El problema de ese principio está, (...) en que no hay ninguna acción que deje de tener influencia en los otros, aunque sea de forma indirecta, pues ya se dijo que uno se hace mejor o peor según elija lo mejor o lo peor: al final la sociedad también se hace mejor o peor. Algunos valores (por ejemplo, la paz social y la seguridad urbana) pueden desaparecer si no se educa a la gente en ellos. Dejar de educar a una sociedad en la convicción de que el rechazo a la violencia es un bien puede producir el aumento del crimen, aunque uno no sea un criminal. El principio de no hacer daño a otros es un criterio necesario, pero no es el único: se precisa inculcar valores a la gente para que ésta luego los defienda, y se evite así un proceso de decadencia.

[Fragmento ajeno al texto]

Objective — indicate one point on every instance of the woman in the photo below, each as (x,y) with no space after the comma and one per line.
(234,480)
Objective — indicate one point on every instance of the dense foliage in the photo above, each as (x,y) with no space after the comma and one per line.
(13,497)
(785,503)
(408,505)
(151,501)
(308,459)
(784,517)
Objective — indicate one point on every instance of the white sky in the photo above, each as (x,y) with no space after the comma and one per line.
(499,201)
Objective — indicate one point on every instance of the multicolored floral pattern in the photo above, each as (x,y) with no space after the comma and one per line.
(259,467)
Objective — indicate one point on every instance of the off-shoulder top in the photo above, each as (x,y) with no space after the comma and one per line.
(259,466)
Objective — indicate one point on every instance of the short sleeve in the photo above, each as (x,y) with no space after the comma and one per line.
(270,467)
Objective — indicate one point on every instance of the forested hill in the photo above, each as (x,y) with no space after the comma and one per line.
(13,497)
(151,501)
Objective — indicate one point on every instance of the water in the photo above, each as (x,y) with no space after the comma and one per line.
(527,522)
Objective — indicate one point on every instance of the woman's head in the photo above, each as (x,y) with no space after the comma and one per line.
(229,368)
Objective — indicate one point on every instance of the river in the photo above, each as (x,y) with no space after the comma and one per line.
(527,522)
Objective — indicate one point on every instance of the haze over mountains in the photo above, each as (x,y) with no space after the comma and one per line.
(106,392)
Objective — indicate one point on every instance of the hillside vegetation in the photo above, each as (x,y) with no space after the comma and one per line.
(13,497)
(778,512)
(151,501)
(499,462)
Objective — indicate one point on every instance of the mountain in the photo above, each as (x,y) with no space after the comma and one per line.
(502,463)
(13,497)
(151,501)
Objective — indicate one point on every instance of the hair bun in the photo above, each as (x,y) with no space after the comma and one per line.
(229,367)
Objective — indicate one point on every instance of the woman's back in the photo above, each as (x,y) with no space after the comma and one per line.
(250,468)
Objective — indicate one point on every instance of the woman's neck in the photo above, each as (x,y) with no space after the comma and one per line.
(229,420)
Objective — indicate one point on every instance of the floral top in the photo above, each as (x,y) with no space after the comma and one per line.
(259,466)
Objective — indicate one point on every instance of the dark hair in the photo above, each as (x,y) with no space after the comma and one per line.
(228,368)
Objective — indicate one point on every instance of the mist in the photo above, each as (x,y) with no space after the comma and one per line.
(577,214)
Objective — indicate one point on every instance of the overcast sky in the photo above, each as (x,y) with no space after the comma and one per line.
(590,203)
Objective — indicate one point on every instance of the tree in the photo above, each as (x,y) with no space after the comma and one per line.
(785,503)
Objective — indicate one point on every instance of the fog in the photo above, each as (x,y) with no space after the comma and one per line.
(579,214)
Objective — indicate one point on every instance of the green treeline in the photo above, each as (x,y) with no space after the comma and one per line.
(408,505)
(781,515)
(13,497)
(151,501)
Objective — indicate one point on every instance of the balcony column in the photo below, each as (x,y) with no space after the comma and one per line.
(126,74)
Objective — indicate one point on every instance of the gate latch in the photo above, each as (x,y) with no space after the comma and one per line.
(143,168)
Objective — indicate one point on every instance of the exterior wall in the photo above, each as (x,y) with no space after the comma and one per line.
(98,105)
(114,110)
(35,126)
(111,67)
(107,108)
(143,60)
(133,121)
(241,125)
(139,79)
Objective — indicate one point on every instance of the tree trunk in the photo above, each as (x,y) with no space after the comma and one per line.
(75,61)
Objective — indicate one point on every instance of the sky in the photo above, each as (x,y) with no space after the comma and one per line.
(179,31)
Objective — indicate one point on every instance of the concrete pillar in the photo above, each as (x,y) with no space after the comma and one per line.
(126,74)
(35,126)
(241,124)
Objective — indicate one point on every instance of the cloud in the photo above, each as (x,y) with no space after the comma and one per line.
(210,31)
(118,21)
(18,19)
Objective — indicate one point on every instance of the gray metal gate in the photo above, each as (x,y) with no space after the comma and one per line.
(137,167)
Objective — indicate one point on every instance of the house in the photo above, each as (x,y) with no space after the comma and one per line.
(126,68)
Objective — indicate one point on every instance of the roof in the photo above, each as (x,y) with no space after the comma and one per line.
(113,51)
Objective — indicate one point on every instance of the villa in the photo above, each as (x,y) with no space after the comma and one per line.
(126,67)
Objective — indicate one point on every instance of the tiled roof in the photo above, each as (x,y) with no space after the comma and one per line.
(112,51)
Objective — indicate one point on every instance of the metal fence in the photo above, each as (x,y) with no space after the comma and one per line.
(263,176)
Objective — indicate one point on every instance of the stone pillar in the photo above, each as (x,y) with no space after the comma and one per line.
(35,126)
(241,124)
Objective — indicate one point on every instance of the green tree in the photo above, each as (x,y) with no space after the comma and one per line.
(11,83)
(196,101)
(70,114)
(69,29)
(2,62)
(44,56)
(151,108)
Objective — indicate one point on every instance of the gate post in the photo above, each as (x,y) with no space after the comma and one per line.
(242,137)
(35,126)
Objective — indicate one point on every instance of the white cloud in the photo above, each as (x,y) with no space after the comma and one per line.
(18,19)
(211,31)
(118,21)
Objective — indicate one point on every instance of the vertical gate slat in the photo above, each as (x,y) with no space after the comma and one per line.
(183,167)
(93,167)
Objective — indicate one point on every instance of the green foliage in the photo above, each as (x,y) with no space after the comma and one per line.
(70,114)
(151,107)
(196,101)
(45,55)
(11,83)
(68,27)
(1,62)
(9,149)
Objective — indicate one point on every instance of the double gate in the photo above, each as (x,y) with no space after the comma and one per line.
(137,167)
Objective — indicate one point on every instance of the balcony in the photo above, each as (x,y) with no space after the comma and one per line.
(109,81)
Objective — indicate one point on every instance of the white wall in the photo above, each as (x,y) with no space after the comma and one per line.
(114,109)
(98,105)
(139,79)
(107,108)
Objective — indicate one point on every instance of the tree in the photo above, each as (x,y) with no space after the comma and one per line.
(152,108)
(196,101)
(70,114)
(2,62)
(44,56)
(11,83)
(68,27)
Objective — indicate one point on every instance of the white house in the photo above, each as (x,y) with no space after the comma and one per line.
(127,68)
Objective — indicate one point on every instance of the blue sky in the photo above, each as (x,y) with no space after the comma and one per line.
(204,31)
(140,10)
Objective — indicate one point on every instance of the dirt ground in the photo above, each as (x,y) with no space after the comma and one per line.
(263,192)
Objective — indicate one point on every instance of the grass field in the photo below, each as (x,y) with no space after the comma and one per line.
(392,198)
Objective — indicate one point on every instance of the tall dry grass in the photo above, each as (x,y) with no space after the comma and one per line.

2) Lo específico y típico de la tolerancia entendida de ese modo es que pretende excluir cualquier forma de reproche hacia conductas que desaprobamos por el hecho de ser distintas a las que nosotros practicamos. Esto se llama political correctness, corrección política. Consiste en no reprochar a nadie su conducta y evitar cualquier signo o palabra que pueda ser interpretado como discriminatorio. El feminismo tiene algunas revindicaciones típicas a este respecto: la palabra «woman» sería machista por incluir el sufijo «man». Sería discriminatoria cualquier reticencia frente a los «gays», y desde luego la iglesia católica es «super-discriminatoria» por excluir a las mujeres del sacerdocio. Y así otros muchos ejemplos, hasta llegar a cierto eufemismo, necesario para evitar el lenguaje sexista, etc.

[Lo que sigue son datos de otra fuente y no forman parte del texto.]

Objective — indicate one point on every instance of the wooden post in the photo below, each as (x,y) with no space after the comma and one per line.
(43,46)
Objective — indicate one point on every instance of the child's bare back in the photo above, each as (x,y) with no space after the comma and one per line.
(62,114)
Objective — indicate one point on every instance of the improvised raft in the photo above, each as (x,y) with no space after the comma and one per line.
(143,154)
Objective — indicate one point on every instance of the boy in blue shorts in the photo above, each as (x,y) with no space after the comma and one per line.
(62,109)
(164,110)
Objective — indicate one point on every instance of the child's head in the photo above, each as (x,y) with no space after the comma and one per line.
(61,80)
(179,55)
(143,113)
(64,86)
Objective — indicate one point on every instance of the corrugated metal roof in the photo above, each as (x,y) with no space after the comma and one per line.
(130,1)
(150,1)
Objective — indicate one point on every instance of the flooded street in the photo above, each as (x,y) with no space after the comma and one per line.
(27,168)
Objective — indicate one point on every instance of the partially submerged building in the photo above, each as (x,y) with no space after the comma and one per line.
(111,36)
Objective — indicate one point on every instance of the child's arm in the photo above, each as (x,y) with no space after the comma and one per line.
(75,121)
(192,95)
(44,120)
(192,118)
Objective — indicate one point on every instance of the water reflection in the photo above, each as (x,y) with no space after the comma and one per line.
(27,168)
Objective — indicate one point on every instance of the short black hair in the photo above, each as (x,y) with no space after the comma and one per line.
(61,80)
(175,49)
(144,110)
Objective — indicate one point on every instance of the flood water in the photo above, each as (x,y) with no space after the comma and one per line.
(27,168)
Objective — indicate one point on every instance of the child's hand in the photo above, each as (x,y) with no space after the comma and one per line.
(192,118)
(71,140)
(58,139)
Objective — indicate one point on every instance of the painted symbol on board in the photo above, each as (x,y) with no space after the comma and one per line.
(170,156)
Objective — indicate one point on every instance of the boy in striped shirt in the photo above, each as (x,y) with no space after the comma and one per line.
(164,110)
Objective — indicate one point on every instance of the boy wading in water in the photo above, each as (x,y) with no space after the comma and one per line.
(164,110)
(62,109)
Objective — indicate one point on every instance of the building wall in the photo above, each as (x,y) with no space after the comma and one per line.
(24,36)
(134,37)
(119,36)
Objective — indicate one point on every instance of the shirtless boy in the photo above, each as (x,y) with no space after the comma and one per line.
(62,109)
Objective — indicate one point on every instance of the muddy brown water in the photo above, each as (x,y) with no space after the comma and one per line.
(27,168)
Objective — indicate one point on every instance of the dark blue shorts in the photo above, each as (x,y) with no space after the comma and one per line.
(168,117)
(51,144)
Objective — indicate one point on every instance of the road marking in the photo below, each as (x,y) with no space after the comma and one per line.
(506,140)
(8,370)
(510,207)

Para este modo de pensar, lo más peligroso para la sociedad libre y abierta en la que vivimos sería el extremo contrario, conocido hoy con el término peyorativo de «fundamentalismo». Es evidente que hay que ser tolerante con el pluralismo y la diversidad que existen en nuestra sociedad, entre otras cosas porque debemos respeto a su autenticidad. Pero no se puede imponer una tolerancia entendida de esa manera, porque eso es adoptar ya una actitud intolerante, por ejemplo, contra el legítimo derecho de una iglesia a organizarse como quiera. Si se lleva la political correctness al extremo (cosa que no hay que hacer con nada), yo podría interpretar como discriminatoria cualquier acción de otros que fuese contra mis deseos, aunque el que la lleva a cabo esté en su legítimo derecho de realizarla, como por ejemplo el hecho de no admitirme en una institución, tal como una universidad privada o una empresa: no se puede olvidar el derecho de admisión, que existe incluso en los restaurantes.

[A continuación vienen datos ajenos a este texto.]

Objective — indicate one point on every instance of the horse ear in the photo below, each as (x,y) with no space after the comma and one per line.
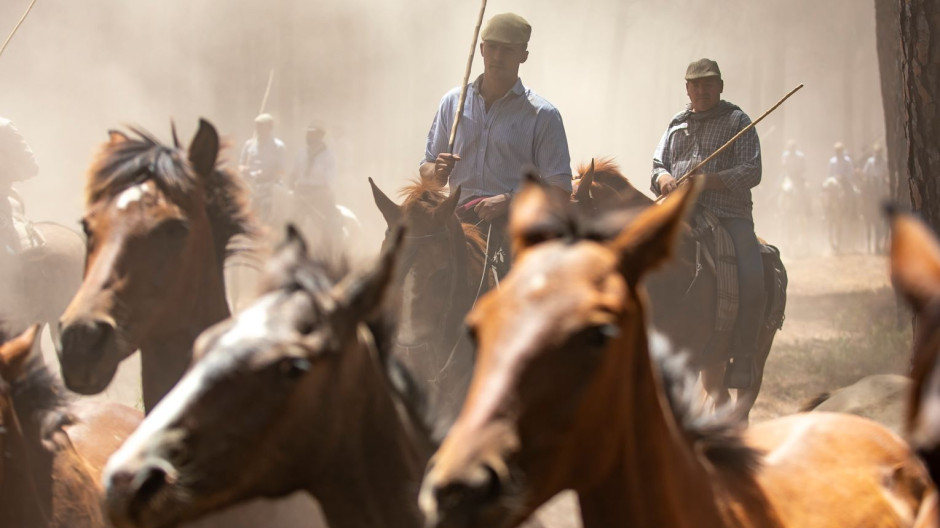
(584,186)
(649,240)
(915,261)
(389,209)
(359,297)
(535,216)
(15,353)
(204,149)
(116,137)
(448,206)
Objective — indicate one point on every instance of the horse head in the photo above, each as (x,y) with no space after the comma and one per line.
(275,398)
(158,219)
(554,343)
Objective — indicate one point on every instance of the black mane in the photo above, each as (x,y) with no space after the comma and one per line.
(143,158)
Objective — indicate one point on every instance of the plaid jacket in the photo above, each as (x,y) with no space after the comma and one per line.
(692,137)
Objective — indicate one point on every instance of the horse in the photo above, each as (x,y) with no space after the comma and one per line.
(566,395)
(442,274)
(298,390)
(915,272)
(158,224)
(53,450)
(683,294)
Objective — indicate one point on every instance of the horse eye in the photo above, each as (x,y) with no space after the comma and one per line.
(293,368)
(599,336)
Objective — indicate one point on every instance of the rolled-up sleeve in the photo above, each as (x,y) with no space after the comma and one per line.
(746,172)
(439,133)
(661,162)
(552,158)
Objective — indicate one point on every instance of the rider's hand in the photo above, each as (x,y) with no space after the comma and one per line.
(667,183)
(444,165)
(493,207)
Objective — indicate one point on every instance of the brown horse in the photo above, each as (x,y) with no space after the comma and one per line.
(441,276)
(290,394)
(159,220)
(53,451)
(683,294)
(566,395)
(915,272)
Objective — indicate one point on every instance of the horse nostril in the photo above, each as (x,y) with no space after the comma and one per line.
(149,482)
(476,491)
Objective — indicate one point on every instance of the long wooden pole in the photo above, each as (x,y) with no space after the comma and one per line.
(17,26)
(732,140)
(466,80)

Los límites de la ideología tolerante aparecen cuando se quiere excluir del juego al que no es tolerante de ese modo, y sobre todo cuando «los intolerantes» forman un grupo que no practica la political correctness, sino la propagación activa de sus convicciones, lo cual va contra los supuestos liberales de la sociedad individualista, que es aquella en la que este problema existe. Y es que, como se ha dicho, la ideología de la tolerancia nace de aquella manera de concebir las relaciones humanas en la cual lo privado y lo público están separados.